It is a particularly easy tactic to take when the Poisson model is estimated as a generalized linear model. We shall describe scaling in more detail in Section 7.3.1. Nonetheless, the majority of count models require more sophisticated adjustments than simple scaling.
Again, the negative binomial is normally used to model overdispersed Pois-son data, which spawns our notion of the negative binomial as an extension of the Poisson. However, distributional problems affect both models, and nega-tive binomial models themselves may be overdispersed. Both models can be extended in similar manners to accommodate any extra correlation or disper-sion in the data that result in a violation of the distributional properties of each respective distribution (Table 3.1). The enhanced or advanced Poisson or negative binomial model can be regarded as a solution to a violation of the distributional assumptions of the primary model.
Table 3.2enumerates the types of extensions that are made to both Poisson and negative binomial regression. Thereafter, we provide a bit more detail as to the nature of the assumption being violated and how it is addressed by each type of extension. Later chapters are devoted to a more detailed examination of each of these model types.
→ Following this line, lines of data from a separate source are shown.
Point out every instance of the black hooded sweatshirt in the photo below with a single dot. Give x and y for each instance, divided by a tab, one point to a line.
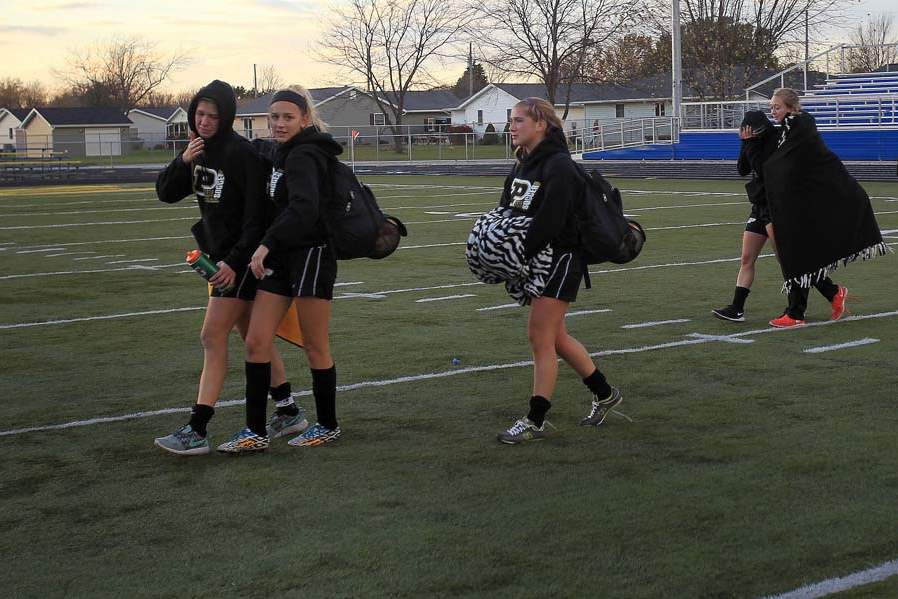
297	186
229	183
546	185
754	152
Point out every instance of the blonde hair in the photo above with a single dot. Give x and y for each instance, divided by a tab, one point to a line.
789	97
309	110
540	111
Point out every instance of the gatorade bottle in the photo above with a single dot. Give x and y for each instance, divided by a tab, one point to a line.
202	264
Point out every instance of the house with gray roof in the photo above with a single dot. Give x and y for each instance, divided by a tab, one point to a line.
10	122
74	132
154	125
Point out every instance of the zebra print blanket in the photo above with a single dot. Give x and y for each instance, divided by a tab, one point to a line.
495	254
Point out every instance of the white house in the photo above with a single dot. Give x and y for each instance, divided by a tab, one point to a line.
10	120
155	125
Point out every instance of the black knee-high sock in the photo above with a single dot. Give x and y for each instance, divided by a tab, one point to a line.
539	405
598	385
258	379
739	297
200	415
324	388
283	399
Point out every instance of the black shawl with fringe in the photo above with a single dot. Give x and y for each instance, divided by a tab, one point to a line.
822	217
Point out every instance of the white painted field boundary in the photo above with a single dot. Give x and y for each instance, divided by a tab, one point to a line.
700	340
843	583
838	346
424	300
585	312
113	222
654	323
26	325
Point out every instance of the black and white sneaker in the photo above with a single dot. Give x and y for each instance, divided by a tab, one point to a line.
729	313
601	407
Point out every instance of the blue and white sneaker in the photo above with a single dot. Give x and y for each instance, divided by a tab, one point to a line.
184	441
245	441
316	435
281	425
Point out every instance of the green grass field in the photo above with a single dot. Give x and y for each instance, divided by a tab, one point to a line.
735	469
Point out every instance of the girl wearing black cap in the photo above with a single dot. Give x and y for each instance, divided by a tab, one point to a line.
758	143
293	260
224	172
546	186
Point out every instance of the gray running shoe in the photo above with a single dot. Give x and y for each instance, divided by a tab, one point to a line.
281	424
184	441
521	431
600	408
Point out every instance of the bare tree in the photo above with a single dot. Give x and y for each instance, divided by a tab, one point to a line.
269	80
877	44
387	46
128	69
14	93
548	39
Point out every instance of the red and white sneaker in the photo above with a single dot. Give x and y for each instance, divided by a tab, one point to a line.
839	302
785	321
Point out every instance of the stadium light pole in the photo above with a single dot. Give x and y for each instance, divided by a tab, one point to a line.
677	60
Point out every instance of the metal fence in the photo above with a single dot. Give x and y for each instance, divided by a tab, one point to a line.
361	144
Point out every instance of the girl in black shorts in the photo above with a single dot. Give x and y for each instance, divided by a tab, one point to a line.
758	143
293	260
546	186
224	173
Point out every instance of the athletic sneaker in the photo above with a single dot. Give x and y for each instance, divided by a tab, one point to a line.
839	303
281	425
245	441
600	408
729	313
521	431
184	441
785	321
317	434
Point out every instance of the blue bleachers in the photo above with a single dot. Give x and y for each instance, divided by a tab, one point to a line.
848	144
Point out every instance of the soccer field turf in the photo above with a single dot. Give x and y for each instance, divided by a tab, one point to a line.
739	464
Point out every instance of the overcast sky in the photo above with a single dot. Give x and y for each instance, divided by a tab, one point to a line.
223	37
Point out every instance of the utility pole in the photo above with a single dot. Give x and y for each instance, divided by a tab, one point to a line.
677	59
470	69
806	49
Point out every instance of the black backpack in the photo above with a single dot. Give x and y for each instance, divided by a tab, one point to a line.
605	234
355	224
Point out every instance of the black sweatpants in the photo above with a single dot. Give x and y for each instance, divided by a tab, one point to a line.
798	297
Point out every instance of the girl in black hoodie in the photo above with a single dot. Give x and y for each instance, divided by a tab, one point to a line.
547	186
293	260
224	173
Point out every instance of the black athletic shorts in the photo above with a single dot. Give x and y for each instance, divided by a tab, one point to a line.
565	276
306	272
244	287
758	220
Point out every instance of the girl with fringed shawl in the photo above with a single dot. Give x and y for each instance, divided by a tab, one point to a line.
821	215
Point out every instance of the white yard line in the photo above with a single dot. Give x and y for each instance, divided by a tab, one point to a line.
585	312
500	307
118	222
448	373
38	251
653	323
445	297
134	261
98	257
26	325
837	585
838	346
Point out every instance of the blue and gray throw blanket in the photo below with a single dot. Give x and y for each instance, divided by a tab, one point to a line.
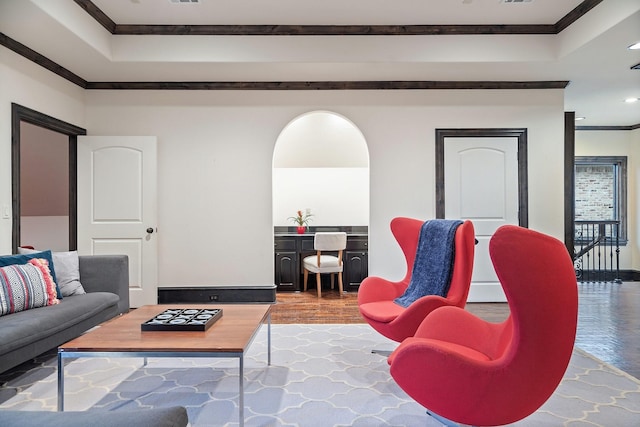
433	266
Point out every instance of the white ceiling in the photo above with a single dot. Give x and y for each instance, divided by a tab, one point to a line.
591	53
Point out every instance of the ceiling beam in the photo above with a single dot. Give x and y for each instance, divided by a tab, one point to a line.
333	30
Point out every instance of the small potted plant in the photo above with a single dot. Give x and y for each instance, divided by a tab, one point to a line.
302	220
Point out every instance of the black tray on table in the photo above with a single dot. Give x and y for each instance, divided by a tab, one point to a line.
183	319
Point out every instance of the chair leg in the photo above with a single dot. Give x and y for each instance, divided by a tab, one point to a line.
319	284
445	421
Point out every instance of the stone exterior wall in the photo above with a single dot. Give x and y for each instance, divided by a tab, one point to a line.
595	188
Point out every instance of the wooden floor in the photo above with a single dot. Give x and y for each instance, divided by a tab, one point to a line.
608	319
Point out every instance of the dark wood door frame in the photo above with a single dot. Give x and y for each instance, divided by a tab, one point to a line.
19	114
569	180
523	183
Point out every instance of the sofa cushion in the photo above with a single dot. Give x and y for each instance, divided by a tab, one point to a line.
24	258
175	416
26	286
66	266
23	328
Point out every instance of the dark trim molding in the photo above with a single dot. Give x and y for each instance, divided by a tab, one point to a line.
523	179
575	14
631	127
19	114
96	13
333	30
327	85
41	60
569	181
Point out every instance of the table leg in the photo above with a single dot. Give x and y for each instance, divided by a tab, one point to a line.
269	339
241	394
60	383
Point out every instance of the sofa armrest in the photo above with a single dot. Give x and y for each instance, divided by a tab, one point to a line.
106	273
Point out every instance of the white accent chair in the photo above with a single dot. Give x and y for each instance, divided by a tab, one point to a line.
319	263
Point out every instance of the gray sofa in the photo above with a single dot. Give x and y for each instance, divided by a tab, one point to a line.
26	334
175	416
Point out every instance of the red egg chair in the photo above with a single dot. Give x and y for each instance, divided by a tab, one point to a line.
376	295
474	372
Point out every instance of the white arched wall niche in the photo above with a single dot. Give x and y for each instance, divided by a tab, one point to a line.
321	163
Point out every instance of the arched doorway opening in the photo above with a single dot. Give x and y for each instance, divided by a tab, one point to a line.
320	167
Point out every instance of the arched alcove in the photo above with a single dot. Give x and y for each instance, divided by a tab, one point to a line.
321	163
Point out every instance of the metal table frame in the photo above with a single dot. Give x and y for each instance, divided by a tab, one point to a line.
146	354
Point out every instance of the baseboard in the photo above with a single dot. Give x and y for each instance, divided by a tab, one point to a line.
217	294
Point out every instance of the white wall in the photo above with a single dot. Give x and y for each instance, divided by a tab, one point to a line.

Earlier in this chapter we described violations of Poisson and negative binomial distributions as related to excessive zero counts. Each distribution has an expected number of counts for each value of the mean parameter;
we saw how for a given mean, an excess – or deficiency – of zero counts results in overdispersion. However, it must be understood that the negative binomial has an additional ancillary or heterogeneity parameter, which, in concert with the value of the mean parameter, defines (in a probabilistic sense) specific expected values of counts. Substantial discrepancies in the number of counts, i.e. how many zeros, how many 1s, how many 2s, and so forth, observed in the data from the expected frequencies defined by the given mean and ancillary parameter (NB model), result in correlated data and hence overdispersion. The first two items in Table 3.2 directly address this problem.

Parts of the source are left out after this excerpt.